Property owners can sue title insurers who charged them rates without first filing them with the state insurance commissioner, the state Supreme Court ruled Thursday in a case that could affect millions of Californians.

The insurers cover any losses borrowers or lenders suffer from defects discovered in property ownership titles during real estate transactions. When the insurers want to set new rates, state law requires them to file their proposals with the commissioner. But unlike most other insurers in California, title insurers do not need the commission’s approval to put those rates in effect 30 days afterward, though they can face consequences later for having violated legal standards.

Two homeowners in Santa Clara County, in a class-action suit on behalf of other customers, accused Fidelity National Title Insurance of illegally charging them fees for title services during their mortgage refinancing without first submitting them to the state commissioner’s office.

A state appeals court rejected the suit, saying it was barred by state law and that customers’ only option was to ask the insurance commissioner to rule the rates illegal. The state’s high court unanimously disagreed Thursday and said consumers could sue over rates that had not been filed with the commissioner’s office.

State law “authorizes only charges for filed rates,” Justice Leondra Kruger said in the 7-0 ruling. She noted that Insurance Commissioner Ricardo Lara, who filed arguments in the case, and his four predecessors had all agreed that state law does not protect insurers from being sued for charging unauthorized rates.

If a title insurer, for example, charged higher rates to African Americans buying homes in certain neighborhoods, Kruger said, “under Fidelity’s view of the law, the illegality would make no difference; a consumer aggrieved by the discriminatory rate could not sue.”
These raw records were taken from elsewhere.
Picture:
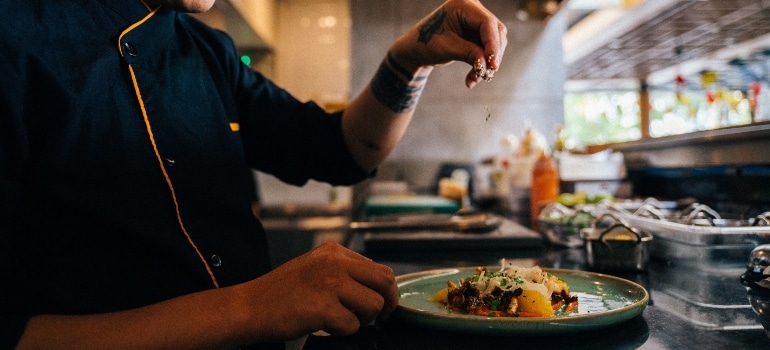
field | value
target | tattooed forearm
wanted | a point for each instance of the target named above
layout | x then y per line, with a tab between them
396	88
434	25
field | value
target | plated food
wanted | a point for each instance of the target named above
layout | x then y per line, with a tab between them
512	291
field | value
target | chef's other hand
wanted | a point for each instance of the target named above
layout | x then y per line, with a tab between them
330	288
459	30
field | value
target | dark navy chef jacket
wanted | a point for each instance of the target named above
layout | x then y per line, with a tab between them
127	139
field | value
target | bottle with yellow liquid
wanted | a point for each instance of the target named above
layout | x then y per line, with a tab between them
545	186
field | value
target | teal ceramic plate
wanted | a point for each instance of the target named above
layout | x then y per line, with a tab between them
603	301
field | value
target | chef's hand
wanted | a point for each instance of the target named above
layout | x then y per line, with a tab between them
459	30
330	288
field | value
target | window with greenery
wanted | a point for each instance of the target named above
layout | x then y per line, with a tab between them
603	117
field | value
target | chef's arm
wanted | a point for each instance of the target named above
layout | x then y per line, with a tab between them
459	30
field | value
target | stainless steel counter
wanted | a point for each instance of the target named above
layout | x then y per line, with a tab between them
689	308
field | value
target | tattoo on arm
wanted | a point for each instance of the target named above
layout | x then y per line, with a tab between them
396	88
434	25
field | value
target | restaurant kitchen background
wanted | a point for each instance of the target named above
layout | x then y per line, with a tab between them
327	51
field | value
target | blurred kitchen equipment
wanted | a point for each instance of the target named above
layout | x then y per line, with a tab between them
617	247
561	225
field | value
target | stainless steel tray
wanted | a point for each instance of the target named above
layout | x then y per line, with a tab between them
689	241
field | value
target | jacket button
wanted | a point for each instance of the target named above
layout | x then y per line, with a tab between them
216	261
129	48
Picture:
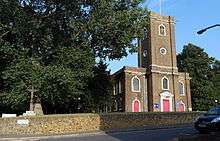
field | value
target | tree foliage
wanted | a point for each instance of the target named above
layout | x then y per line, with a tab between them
52	45
194	60
101	88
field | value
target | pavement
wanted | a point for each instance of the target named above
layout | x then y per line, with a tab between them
91	134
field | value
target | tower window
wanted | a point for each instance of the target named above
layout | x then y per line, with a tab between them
165	83
135	84
181	88
163	51
162	30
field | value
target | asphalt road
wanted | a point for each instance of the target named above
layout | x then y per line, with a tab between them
186	133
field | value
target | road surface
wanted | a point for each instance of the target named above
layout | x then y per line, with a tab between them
185	133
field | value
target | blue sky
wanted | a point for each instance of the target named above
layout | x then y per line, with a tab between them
190	16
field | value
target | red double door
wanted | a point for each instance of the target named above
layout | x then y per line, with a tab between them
136	106
166	105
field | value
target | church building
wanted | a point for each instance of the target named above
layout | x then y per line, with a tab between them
155	85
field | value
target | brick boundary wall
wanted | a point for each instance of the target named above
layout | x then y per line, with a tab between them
78	123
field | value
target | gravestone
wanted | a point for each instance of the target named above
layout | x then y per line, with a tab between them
37	107
29	113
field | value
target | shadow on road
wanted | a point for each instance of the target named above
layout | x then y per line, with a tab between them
215	136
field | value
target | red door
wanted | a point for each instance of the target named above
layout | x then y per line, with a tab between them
166	105
136	106
181	107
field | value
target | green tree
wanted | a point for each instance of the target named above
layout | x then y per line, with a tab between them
194	60
52	45
101	88
216	79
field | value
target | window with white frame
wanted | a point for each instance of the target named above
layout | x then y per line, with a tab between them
181	88
135	84
165	83
162	30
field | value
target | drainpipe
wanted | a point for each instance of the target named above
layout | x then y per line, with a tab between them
171	46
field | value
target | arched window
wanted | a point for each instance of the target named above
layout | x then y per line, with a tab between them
135	84
162	30
165	83
181	88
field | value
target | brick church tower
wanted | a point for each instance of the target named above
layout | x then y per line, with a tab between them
156	84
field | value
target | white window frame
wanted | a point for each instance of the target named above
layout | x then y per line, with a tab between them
162	25
133	104
167	83
132	84
183	94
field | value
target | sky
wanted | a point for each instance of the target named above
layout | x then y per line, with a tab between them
190	16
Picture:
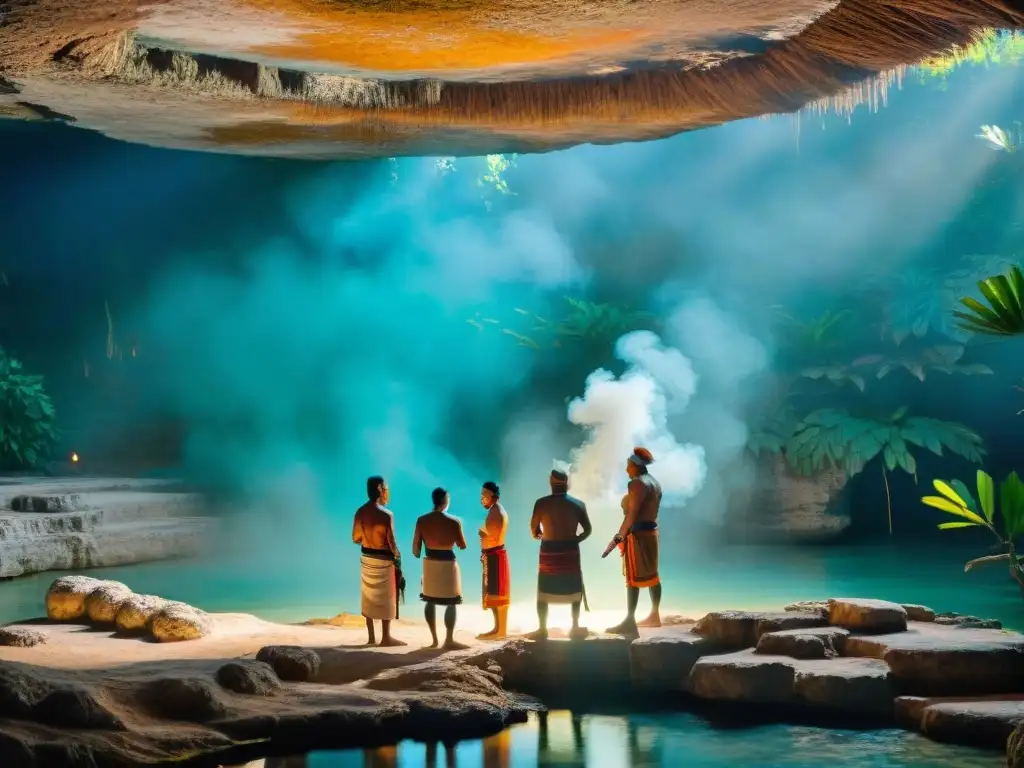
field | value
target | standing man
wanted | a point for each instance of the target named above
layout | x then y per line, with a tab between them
382	583
560	521
439	532
497	588
637	540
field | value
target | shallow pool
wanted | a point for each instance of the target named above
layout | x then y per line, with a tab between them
682	740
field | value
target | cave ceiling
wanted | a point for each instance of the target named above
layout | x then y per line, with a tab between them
328	79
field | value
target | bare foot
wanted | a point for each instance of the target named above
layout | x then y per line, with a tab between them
627	629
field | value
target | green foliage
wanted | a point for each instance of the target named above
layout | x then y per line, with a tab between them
1005	313
1006	522
27	416
584	323
829	437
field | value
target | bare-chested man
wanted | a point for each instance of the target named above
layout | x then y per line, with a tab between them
561	522
637	540
497	587
441	585
383	584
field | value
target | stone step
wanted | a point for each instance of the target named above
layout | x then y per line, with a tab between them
116	544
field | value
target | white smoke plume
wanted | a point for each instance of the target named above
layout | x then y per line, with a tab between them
634	410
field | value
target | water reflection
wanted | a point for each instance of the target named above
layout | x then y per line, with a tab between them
565	739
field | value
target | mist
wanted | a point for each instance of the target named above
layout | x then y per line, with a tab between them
335	343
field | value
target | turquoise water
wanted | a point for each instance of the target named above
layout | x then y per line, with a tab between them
660	741
289	590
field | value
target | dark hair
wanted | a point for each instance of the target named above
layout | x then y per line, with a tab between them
375	485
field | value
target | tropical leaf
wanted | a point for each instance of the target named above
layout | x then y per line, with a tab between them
1005	313
986	495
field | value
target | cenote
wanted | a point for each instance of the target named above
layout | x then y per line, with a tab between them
249	263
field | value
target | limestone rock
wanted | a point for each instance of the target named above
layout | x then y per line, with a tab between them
177	623
934	659
249	678
743	677
740	629
188	699
20	637
866	615
135	612
102	603
66	597
824	642
966	622
856	685
291	662
919	612
664	660
863	686
986	722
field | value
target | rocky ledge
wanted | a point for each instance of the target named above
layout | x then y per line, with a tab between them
250	687
64	524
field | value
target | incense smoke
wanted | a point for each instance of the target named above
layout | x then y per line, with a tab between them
634	410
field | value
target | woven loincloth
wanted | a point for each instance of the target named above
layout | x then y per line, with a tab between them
497	578
640	552
441	583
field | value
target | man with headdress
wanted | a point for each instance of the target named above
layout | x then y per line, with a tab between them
382	583
637	541
497	587
561	522
439	534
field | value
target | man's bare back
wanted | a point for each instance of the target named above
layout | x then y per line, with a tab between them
374	527
558	518
437	530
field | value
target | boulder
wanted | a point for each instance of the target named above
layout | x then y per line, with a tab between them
66	597
854	685
102	603
20	637
734	630
811	642
934	659
177	623
291	662
663	662
919	612
136	611
866	615
187	699
986	722
248	678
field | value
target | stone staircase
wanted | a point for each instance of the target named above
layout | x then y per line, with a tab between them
72	523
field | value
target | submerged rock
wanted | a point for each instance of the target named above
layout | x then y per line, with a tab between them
291	663
177	623
102	604
866	615
20	637
248	678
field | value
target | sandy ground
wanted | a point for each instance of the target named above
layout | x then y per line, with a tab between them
75	646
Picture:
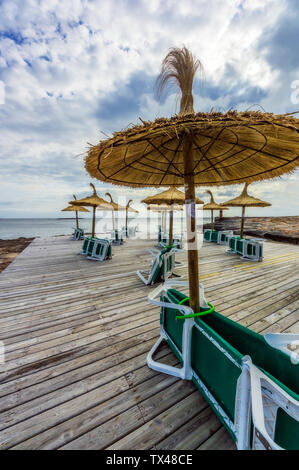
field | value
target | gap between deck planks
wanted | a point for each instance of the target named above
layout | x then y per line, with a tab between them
77	333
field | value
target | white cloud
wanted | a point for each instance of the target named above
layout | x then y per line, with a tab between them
60	61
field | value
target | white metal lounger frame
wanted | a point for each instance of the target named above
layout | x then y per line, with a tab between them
257	396
226	233
210	233
105	244
88	240
254	242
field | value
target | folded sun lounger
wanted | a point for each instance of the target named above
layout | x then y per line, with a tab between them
250	381
117	237
249	248
97	248
78	234
102	250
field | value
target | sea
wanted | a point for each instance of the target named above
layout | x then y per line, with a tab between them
29	228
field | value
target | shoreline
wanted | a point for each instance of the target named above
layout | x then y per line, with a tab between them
9	249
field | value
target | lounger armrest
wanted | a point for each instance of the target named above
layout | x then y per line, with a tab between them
262	387
153	252
154	297
281	341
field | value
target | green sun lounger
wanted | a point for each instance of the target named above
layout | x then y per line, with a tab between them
78	234
161	269
249	248
102	250
177	243
117	238
250	381
217	236
97	248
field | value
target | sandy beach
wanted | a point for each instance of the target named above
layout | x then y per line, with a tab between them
9	249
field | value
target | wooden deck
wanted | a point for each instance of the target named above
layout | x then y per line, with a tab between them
77	332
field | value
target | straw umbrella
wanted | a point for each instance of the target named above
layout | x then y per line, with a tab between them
115	207
169	197
93	201
212	206
129	209
244	200
208	149
76	209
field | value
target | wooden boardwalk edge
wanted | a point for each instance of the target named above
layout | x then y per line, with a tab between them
76	335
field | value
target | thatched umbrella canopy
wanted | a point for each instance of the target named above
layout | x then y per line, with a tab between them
93	201
196	149
76	209
244	200
169	197
129	209
212	206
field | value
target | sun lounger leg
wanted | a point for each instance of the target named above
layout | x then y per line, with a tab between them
185	372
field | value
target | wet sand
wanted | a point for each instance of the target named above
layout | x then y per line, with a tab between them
9	249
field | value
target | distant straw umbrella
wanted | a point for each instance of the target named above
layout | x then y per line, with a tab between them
93	201
129	209
207	149
212	206
244	200
76	209
170	197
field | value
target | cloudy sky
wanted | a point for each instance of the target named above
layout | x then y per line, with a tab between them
74	71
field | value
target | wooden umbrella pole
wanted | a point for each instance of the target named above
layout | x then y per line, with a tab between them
126	221
171	226
93	221
147	224
191	225
242	221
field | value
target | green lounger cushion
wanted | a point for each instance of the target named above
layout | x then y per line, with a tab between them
237	341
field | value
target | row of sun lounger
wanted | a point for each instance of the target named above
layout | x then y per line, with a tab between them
249	248
250	381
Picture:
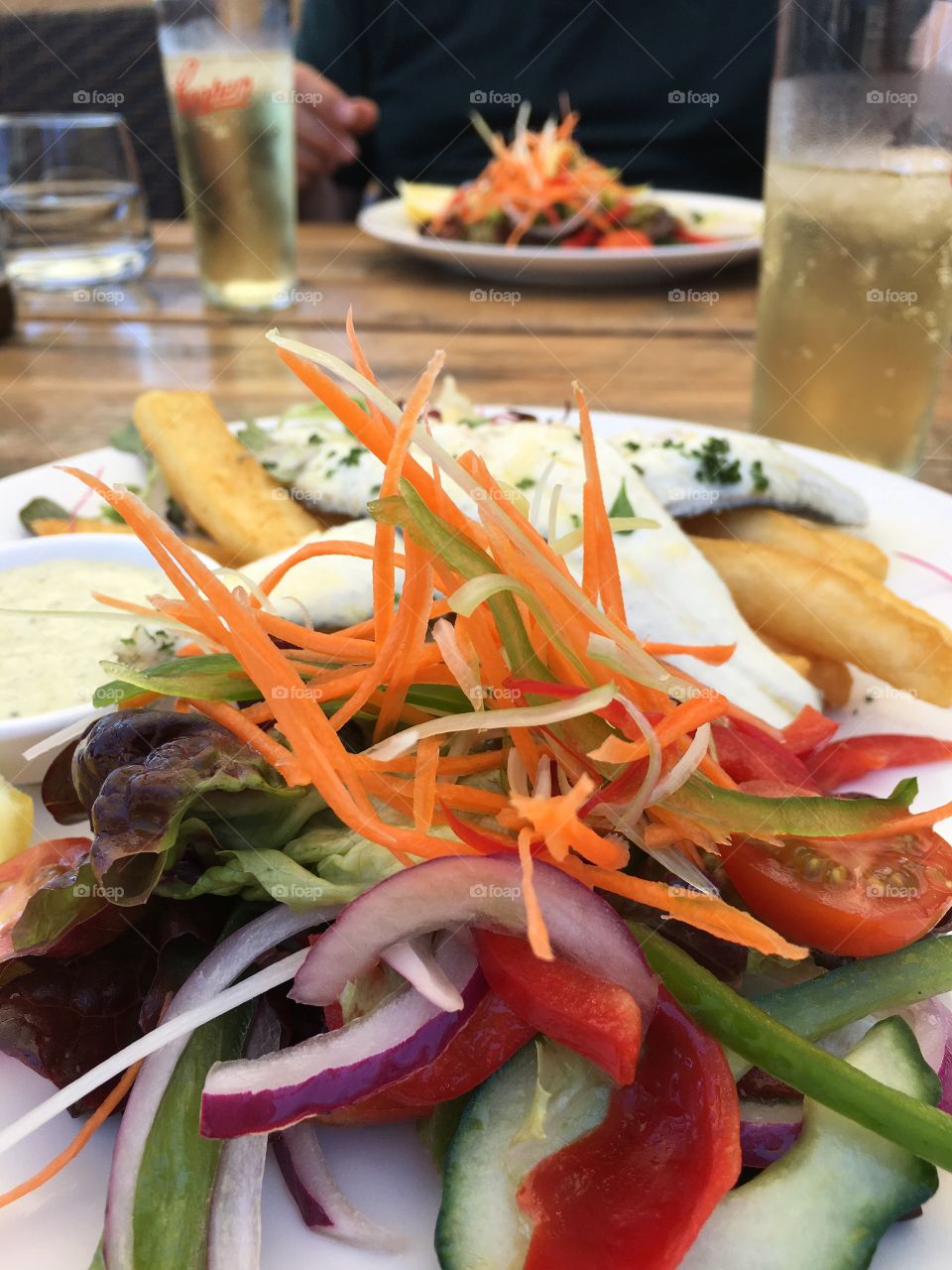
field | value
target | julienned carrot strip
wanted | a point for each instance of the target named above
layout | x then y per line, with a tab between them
99	1116
417	594
425	783
602	539
535	920
315	642
711	654
685	717
370	434
557	822
707	913
241	726
311	552
384	579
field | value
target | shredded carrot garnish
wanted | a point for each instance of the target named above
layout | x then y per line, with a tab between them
687	717
96	1119
425	783
555	820
535	921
Rejecting the company’s argument that customers should have to file their claims with the commissioner’s office, Kruger said the commissioner can only halt the charging of unauthorized rates and suspend an insurer’s license, but cannot order compensation for past overcharges.

The ruling has “a huge impact on 500,000 customers who Fidelity charged an illegal rate to,” said the plaintiffs’ lawyer, Bernie Bernheim. He said it would apply to other title insurance companies and to other types of insurers, such as workers’ compensation carriers, and could lead to similar rulings affecting auto and homeowners’ insurers.

The decision was also hailed by attorney Harvey Rosenfield, founder of the advocacy group Consumer Watchdog and author of Proposition 103, the 1988 initiative that required auto and property insurers to obtain the state commissioner’s approval before any rate changes. Prop. 103 did not apply to title insurance.

“This is a victory for the tens of millions of Californians who are confronted by a bewildering array of unexpected and unfair fees and charges when they buy, sell, or refinance their homes,” Rosenfield said.

Greg Wolff, a lawyer for Fidelity, said the ruling would chiefly benefit plaintiffs’ lawyers, “resulting in more costly litigation ultimately paid for by consumers.”

The case is Villanueva vs. Fidelity National Title Co., S252035.